How to make an animated GIF map in Python using Folium and Imageio

A visual analysis of Brazilian Higher Education history

Thiago Cardoso
Towards Data Science
6 min readSep 8, 2020
Photo by Roman Mager on Unsplash

Recently, I have been cleaning and analyzing data from Brazilian Higher Education Institutions (HEI). The Brazilian “National Institute for Educational Studies and Research Anísio Teixeira (INEP)” keeps a large repository of microdata from Basic and Higher Education students, teachers and institutions, as also as data from the external evaluation that measure courses quality and students learning development.

There is a large number of studies (academic or not) analyzing Basic Education (Primary and Secondary) data in Brazil. During my MA in Economic Theory, I investigated the impact of social quotas in HEI aimed at students from public high schools in school choice at the end of middle school.

Studies analyzing higher education data are less common, especially outside Brazilian universities. In light of this phenomenon, I started to organize, descript, and translate data and information about Brazilian higher education. This series of posts is a first attempt to spread the use of higher education Brazilian data outside Brazil.

In this post, I highlight one of the outputs produced in the broader study. Namely, the code for creating a group of choropleths maps images from different years and turning into a Gif.

The Product

At the begging, my main goal was to have a visual representation of the geographical distribution of higher education offer across years in Brazil. I had a guess that large portions of Brazil still do not have access to higher education courses. Also, considering a well-known (at least for Brazilians) process of expansion of public higher education institutions in the last 2 decades, which happened with higher intensity in small and medium cities, I imagined that this ‘higher education access map’ had improved a lot recently.

To reach this goal, I choose to make a choropleth map for each decade, dating from the year that the first still ongoing higher education course was founded. Fortunately (or not), the final product showed that my previous guesses were right.

Library Import

Two main libraries are used in this project:

  • The first is Imageio. This library was used to append a collection of .png files in one animated gif. For further information about the library click here. Below is a short description available on Imageio website:

“Imageio is a Python library that provides an easy interface to read and write a wide range of image data, including animated images, volumetric data, and scientific formats.”

  • The second is the amazing Folium library. Folium “makes it easy to visualize data that’s been manipulated in Python on an interactive leaflet map.’’. Basically, with Folium you can easily create a map centered in any location you want, customize its style and add makers, colors, and other features based on locations inputs or in a GeoJson file.
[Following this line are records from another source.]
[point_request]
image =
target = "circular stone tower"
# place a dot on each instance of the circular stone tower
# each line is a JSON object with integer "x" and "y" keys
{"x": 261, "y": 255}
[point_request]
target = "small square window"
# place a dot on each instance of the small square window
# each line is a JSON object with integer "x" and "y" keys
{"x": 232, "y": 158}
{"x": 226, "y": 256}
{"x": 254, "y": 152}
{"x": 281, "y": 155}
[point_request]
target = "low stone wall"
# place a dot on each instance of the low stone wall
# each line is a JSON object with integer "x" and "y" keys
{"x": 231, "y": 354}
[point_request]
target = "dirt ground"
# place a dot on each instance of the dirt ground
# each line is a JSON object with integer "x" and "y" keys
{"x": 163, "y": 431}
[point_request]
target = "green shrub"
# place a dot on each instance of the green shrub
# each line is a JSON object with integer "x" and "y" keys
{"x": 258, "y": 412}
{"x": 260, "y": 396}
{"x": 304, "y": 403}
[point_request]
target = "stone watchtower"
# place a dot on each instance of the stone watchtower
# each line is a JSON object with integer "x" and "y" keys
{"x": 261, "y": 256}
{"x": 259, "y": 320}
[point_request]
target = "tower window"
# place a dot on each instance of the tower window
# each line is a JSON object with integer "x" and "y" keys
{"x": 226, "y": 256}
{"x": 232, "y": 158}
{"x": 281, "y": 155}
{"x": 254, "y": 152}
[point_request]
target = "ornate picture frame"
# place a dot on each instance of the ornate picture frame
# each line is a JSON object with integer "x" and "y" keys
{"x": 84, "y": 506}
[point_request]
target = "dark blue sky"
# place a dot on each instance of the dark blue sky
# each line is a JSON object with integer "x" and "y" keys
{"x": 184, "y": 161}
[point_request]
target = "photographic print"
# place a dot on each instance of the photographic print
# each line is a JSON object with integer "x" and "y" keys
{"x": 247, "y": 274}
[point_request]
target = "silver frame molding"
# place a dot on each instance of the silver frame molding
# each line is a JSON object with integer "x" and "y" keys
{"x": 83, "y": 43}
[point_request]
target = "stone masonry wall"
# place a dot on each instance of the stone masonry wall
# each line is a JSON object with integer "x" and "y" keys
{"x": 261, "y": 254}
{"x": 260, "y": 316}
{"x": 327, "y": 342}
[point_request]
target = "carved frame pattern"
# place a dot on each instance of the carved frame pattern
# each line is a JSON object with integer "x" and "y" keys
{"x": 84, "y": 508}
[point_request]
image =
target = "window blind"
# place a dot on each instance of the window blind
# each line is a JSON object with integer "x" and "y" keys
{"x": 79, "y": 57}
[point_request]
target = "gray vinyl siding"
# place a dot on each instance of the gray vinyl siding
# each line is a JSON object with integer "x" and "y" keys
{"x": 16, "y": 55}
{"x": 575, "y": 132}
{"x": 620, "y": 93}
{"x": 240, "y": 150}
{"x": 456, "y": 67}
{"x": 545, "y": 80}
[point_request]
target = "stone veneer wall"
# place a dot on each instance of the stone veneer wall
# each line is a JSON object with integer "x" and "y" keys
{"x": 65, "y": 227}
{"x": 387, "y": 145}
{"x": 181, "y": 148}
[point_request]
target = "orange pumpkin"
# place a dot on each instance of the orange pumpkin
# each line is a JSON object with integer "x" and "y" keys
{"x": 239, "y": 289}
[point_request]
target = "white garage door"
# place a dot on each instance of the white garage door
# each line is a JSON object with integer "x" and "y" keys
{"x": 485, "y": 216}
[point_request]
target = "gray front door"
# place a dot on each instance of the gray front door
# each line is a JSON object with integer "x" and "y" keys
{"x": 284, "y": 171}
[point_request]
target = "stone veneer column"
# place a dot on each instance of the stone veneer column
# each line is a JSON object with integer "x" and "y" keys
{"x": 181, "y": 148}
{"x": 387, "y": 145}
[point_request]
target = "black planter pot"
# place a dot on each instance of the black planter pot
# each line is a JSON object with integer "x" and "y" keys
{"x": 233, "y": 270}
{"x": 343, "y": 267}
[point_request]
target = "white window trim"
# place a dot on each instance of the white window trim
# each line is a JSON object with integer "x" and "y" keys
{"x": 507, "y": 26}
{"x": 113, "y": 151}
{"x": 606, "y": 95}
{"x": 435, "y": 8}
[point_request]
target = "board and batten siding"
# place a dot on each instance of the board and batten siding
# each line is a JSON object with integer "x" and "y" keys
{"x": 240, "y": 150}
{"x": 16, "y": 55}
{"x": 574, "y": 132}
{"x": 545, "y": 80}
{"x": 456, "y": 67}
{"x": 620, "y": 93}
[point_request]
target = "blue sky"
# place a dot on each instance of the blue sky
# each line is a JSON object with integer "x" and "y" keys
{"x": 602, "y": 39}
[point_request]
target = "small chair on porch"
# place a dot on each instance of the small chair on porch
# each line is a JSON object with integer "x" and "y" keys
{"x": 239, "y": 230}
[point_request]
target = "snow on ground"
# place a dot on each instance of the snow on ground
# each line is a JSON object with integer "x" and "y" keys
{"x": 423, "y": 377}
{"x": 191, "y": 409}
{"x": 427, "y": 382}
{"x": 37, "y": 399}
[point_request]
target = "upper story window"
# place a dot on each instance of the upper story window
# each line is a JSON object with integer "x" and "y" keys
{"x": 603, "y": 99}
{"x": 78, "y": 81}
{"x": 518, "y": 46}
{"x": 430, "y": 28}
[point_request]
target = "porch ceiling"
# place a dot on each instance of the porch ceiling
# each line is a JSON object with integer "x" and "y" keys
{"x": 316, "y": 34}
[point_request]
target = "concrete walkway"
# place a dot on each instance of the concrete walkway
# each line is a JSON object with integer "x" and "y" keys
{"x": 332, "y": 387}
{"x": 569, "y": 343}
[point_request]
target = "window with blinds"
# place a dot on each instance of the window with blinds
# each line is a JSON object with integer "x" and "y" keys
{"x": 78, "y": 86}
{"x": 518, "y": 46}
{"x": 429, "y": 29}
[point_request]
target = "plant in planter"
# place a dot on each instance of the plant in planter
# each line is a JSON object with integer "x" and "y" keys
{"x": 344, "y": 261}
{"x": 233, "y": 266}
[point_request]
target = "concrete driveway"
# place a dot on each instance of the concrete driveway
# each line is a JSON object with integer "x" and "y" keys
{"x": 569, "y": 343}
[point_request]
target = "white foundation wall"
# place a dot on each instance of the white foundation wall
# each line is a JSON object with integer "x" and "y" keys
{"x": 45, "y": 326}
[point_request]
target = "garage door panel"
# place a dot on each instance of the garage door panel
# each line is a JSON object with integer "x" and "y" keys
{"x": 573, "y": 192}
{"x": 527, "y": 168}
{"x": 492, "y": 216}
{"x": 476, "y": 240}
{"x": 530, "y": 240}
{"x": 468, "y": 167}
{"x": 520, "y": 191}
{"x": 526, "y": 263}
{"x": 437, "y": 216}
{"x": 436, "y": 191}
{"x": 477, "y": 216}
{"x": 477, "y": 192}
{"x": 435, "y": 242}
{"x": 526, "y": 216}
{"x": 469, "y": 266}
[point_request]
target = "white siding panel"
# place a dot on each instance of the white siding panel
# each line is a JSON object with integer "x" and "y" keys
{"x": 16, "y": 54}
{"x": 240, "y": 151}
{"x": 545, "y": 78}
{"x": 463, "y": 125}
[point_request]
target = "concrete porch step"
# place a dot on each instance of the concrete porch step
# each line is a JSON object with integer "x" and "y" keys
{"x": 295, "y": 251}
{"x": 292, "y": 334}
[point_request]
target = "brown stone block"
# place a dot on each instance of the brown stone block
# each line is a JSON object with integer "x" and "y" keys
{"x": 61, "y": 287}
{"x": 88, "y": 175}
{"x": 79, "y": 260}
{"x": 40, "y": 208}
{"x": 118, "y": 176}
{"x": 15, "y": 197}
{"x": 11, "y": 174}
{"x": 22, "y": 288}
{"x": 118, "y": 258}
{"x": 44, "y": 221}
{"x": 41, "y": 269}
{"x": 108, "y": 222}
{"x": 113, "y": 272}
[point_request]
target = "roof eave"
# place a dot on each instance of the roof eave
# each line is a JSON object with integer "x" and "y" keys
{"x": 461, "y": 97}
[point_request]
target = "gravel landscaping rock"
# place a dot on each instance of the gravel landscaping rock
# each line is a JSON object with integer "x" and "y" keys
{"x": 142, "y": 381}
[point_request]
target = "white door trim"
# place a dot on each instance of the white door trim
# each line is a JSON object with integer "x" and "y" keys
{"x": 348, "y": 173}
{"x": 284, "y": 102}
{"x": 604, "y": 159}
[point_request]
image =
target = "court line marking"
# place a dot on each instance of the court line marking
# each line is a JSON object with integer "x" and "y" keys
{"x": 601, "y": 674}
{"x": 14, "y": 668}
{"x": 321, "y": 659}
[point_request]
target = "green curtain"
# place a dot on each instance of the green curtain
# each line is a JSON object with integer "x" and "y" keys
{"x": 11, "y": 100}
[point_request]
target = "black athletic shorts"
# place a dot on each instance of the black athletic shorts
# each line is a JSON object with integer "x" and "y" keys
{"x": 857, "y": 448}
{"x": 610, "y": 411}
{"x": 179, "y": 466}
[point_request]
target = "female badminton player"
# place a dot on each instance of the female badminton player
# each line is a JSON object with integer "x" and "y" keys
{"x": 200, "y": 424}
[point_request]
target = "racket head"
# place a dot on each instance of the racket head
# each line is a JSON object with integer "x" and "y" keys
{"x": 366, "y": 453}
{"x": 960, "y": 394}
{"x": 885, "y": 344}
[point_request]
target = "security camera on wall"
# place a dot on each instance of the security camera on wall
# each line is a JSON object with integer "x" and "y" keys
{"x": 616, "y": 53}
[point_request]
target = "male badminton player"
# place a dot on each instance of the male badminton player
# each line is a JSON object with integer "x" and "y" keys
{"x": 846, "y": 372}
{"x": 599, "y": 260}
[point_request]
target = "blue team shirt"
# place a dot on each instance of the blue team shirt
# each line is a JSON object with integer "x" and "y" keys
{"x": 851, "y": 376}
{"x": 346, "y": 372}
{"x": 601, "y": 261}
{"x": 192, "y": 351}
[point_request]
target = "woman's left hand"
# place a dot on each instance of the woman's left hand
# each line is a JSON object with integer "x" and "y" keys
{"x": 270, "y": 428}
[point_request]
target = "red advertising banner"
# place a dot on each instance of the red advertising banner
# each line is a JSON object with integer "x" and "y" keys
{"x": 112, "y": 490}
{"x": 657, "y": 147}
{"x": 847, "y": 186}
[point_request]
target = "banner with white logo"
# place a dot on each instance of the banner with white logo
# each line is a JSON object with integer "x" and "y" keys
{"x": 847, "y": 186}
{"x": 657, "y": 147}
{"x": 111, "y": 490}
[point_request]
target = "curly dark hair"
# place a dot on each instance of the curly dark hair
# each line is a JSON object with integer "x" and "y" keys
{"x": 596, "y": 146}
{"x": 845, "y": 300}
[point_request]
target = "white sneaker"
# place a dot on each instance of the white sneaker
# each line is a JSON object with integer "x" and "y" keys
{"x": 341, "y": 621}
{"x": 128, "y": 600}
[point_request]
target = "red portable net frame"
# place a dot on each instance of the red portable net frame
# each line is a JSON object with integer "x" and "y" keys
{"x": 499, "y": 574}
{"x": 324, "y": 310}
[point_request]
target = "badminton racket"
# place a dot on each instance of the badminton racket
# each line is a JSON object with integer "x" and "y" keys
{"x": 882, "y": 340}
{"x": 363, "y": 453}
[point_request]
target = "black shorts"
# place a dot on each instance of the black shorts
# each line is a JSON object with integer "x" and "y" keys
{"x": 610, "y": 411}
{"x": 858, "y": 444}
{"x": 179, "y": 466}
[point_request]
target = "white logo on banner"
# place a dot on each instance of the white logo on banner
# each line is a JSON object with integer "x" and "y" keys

Additionally, other libraries were used to extract a .zip (zipfile), open HTML files and take a screenshot (webdriver), read a Json file (json), crop images (Image), define a color scale (braca.colormap), manage data frames (pandas), among others. Here is the complete list:

The Data

The Brazilian Higher Education Census brings annual data for every institution, course, student, and teacher. It’s a public and very rich dataset, not so broadly explored yet. For making this product, I used the course data from the 2018 microdata.

The code below extracts the microdata file from INEP website, unzip and organizes it in the project folder and reads the course data in a pd.dataframe.

The ‘Cleaning’

Actually, for this analysis, no significant cleaning in the course data frame was needed. Only two columns are used for making the map:

  • ‘CO_MUNICIPIO’, which represents the id for the municipality where the course is offered; and
  • ‘DT_INICIO_DE_FUNCIONAMENTO’, which represents the date when the course started to be offered.

Before keeping only the two columns described above, I dropped on-line courses from the database (about 8,3% of all courses)

From ‘‘DT_INICIO_DE_FUNCIONAMENTO’ I created a new column, ‘FOUNDATION_YEAR’, which indicates only the year when the course started to be offered, excluding the month and day of foundation.

Figure 1 — Heatmap with missing values distribution

A quick ‘nan’ value check shows that FOUNDATION_YEAR has 2.700 nan values (5,1% of the data frame). The heatmap (Figure — 1) shows that these missing values are well distributed across municipalities. My choice here was to simply drop all these nan values. One outlier was also dropped. A course that supposedly started in 2917

The code for cleaning our course data frame is described below.

The GeoJSON File

In order to make a choropleth map, we need a JSON or shapefile for geographical regions. The GeoJSON for Brazilian municipalities is available on this Git. A small but interesting adaptation of this work could be using state or microregion borders, instead of municipalities.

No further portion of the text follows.